Equipment is everything in the photography community and no peace of kit polarizes opinion like the fisheye lens. This type of lens produces an extreme wide-angle image which distorts lines to make them appear curved. There are those who view these distorted images as a mere gimmick, but in the hands of a skilled photographer the results can be incredibly eye-catching.
As with every lens, we encourage experimentation, however, when shooting fisheye, a bit of knowledge can go a long way. Here are some handy tips to help you harness the unique power of these lenses.
There are two types of fisheye lens: circular and full-frame.
A full-frame fisheye lens captures a 180 degrees’ diagonal image (from corner to corner). These types of lenses excel at landscape photography and are the more popular of the pair.
A circular fisheye lens captures a full 180-degree image in all directions. You’ll recognise photos shot with this type of lens because they result in a circular image surrounded by black around the frame. While popular for extreme sports photography and abstract art endeavours, they are less practical for most photographers. For those who desire options, the AF-S Fisheye NIKKOR 8-15mm f/3.5-4.5E ED lens offers the best of both worlds.

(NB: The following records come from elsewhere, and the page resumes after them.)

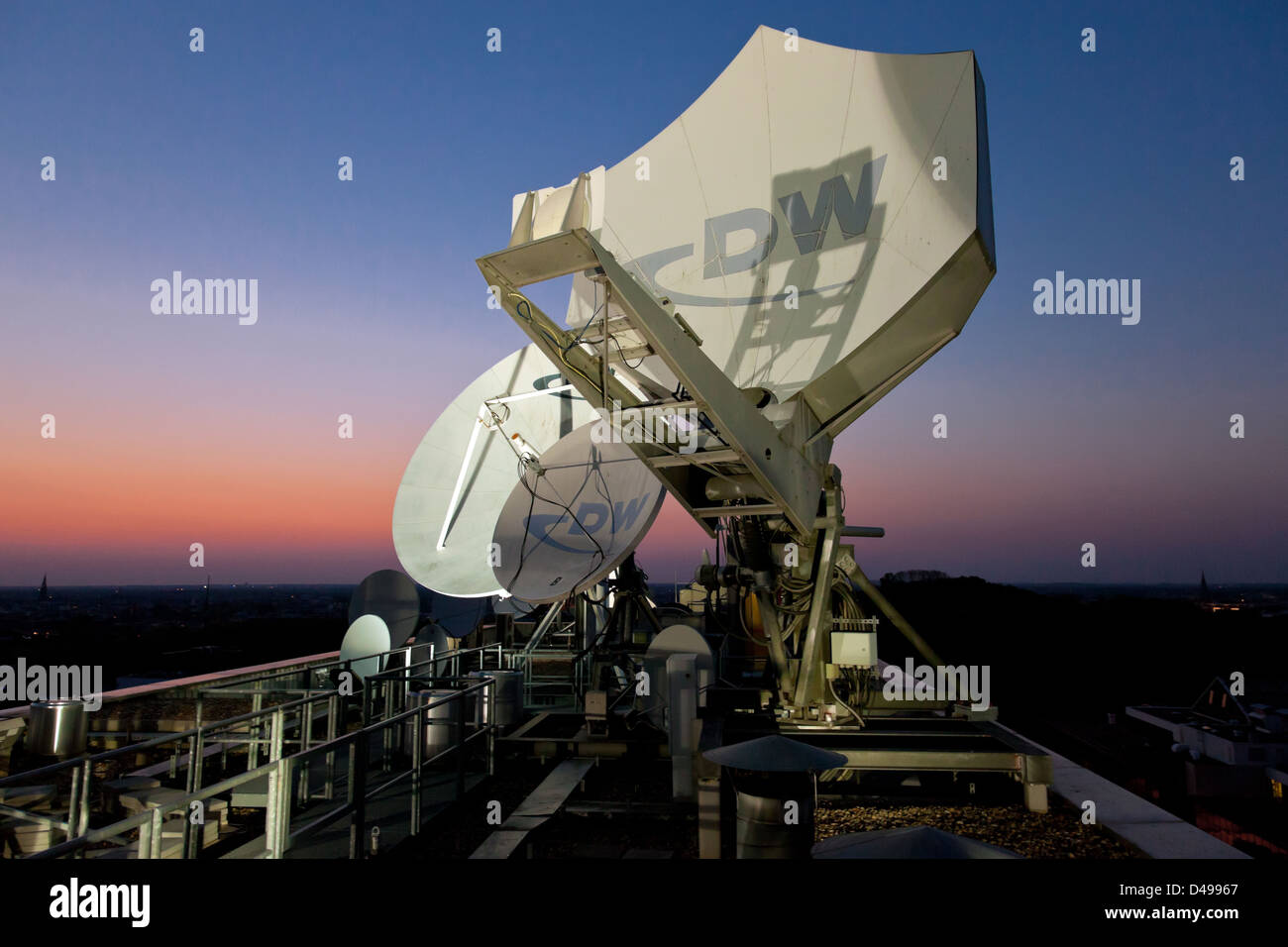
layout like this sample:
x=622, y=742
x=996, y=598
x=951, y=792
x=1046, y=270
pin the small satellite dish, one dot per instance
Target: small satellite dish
x=390, y=595
x=579, y=512
x=468, y=466
x=368, y=639
x=675, y=639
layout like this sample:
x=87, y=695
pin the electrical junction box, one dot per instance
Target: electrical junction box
x=854, y=648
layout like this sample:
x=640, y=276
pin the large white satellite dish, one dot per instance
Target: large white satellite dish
x=822, y=217
x=565, y=528
x=467, y=467
x=364, y=643
x=390, y=595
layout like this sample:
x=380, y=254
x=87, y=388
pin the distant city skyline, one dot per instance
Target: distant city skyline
x=176, y=429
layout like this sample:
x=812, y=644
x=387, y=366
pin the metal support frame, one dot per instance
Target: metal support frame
x=786, y=475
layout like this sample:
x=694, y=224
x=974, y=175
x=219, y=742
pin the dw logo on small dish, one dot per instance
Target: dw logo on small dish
x=936, y=684
x=31, y=684
x=559, y=530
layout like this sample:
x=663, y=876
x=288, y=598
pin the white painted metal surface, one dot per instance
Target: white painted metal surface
x=565, y=528
x=467, y=467
x=822, y=218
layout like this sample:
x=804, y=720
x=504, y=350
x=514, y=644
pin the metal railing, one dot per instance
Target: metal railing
x=278, y=728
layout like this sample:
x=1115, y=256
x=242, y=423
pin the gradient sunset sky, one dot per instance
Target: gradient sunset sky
x=174, y=429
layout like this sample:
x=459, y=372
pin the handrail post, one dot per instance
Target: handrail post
x=333, y=710
x=158, y=818
x=490, y=729
x=417, y=749
x=460, y=745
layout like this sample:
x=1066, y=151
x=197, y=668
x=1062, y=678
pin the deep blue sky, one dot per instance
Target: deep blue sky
x=1113, y=163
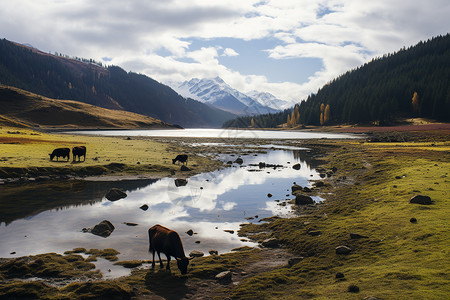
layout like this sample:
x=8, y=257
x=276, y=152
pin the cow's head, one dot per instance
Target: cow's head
x=182, y=264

Cityscapes can be a photographer’s playground, but unfortunately many buildings are too tall for a normal lens to do them justice. Fisheye lenses allow you to not only capture the full extent of buildings and structures, but emphasize their scale. Similarly, if you find yourself at a high vantage point, you can capture a stunning bird’s eye view shot from above. Fisheye lenses are also beneficial for architects who use them to capture expansive spaces and ceilings.

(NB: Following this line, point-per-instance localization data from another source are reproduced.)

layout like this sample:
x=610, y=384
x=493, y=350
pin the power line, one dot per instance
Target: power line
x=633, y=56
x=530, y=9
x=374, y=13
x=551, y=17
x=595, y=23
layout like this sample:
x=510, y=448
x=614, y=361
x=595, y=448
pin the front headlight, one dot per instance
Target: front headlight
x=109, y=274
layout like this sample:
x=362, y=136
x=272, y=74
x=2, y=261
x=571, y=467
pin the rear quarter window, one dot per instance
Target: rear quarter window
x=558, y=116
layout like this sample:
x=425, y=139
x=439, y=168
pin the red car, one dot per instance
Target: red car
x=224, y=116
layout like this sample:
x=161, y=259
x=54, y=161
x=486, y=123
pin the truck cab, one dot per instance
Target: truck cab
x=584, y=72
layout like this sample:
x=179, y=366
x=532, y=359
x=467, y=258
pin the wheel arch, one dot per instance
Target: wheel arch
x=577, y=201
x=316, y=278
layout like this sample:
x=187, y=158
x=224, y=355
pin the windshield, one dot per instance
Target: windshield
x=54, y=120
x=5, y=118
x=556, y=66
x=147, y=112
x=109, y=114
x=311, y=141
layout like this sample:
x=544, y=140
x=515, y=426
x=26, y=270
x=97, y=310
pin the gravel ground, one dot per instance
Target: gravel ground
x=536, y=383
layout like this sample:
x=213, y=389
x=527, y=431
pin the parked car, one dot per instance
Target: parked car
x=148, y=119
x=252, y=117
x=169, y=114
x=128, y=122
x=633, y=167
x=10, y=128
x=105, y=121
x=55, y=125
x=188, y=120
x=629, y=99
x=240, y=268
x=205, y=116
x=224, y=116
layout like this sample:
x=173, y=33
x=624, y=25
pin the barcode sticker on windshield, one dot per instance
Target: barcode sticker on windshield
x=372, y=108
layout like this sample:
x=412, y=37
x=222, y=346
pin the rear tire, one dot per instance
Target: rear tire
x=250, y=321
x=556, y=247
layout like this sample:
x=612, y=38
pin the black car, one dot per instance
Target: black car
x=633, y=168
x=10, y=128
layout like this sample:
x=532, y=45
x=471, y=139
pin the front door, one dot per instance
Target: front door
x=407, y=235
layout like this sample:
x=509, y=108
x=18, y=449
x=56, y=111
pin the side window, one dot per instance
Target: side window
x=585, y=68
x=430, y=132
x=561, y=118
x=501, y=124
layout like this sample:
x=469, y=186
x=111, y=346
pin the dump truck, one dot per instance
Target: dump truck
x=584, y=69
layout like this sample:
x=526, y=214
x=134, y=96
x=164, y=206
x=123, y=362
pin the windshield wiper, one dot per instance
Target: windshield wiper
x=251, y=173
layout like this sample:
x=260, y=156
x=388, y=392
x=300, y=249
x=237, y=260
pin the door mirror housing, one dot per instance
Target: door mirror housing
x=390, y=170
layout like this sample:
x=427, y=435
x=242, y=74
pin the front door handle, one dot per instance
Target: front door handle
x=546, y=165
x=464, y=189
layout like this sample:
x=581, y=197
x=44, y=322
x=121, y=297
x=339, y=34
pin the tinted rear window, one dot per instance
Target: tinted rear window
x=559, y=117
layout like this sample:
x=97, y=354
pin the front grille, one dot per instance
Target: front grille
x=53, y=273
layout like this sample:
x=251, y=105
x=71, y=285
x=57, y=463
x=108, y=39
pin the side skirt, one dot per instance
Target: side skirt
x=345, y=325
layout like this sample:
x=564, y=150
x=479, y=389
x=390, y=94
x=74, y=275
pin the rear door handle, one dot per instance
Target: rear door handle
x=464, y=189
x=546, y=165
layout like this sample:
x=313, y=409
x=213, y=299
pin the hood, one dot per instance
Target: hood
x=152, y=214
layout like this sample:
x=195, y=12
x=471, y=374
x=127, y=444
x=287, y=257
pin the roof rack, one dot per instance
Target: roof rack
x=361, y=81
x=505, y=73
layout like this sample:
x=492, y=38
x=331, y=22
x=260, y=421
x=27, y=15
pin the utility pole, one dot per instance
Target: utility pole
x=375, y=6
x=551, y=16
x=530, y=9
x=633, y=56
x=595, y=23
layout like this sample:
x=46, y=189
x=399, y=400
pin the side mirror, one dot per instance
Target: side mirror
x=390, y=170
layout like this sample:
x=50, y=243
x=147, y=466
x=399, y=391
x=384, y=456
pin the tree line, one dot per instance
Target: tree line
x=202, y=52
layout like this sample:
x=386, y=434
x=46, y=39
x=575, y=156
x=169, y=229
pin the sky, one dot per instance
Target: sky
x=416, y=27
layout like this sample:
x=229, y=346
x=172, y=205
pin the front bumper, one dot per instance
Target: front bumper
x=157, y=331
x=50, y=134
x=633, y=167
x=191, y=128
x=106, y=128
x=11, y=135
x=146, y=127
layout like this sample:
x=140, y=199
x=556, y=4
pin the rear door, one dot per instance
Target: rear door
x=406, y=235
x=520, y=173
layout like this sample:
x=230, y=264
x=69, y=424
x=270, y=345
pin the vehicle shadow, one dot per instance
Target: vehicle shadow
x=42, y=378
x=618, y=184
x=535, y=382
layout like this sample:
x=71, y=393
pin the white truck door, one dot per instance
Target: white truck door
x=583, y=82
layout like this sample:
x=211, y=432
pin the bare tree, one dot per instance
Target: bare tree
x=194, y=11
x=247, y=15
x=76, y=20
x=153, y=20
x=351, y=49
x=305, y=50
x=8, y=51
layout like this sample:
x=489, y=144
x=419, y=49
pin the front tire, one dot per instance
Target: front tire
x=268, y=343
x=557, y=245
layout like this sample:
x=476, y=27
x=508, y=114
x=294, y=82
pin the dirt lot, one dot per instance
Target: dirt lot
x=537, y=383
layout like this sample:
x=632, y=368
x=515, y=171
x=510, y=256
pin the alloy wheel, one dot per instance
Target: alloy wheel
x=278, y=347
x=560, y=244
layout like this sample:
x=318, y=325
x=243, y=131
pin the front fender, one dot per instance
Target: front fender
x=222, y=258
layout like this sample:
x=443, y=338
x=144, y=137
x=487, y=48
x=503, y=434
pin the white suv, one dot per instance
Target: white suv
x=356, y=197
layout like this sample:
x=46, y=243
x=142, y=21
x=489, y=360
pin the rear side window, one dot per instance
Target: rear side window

Chances are you have seen many instances of fisheye photography and were completely unaware. When shooting landscape photography, if you place the horizon in the middle of your frame, you can capture an almost 180-degree view without the distorted signature fisheye look. This is most-often achieved in nature, as straight lines like buildings or street lamps, don’t exist.
Although it seems counterintuitive, if you’d like the horizon below the centre of your image, point your lens up. Alternatively, if you’d like the horizon above, point the lens down.
Finally, curvature can be your best friend with a fisheye lens, so try and seek out curved lines in architecture and the world around you to create some truly larger-than-life images.
Experimentation is the name of the fisheye game. When you shoot from up close the distorted lines can produce some spectacular, funky results. If you place the item you want to be prominent in the centre of the frame, the surrounding imagery becomes increasingly more warped as you move towards the edge of the frame.
A fisheye can make for unflattering human portraits, but if you capture your pet’s nose head on, you can capture some fun, unorthodox portraits. There’s only one way to find out!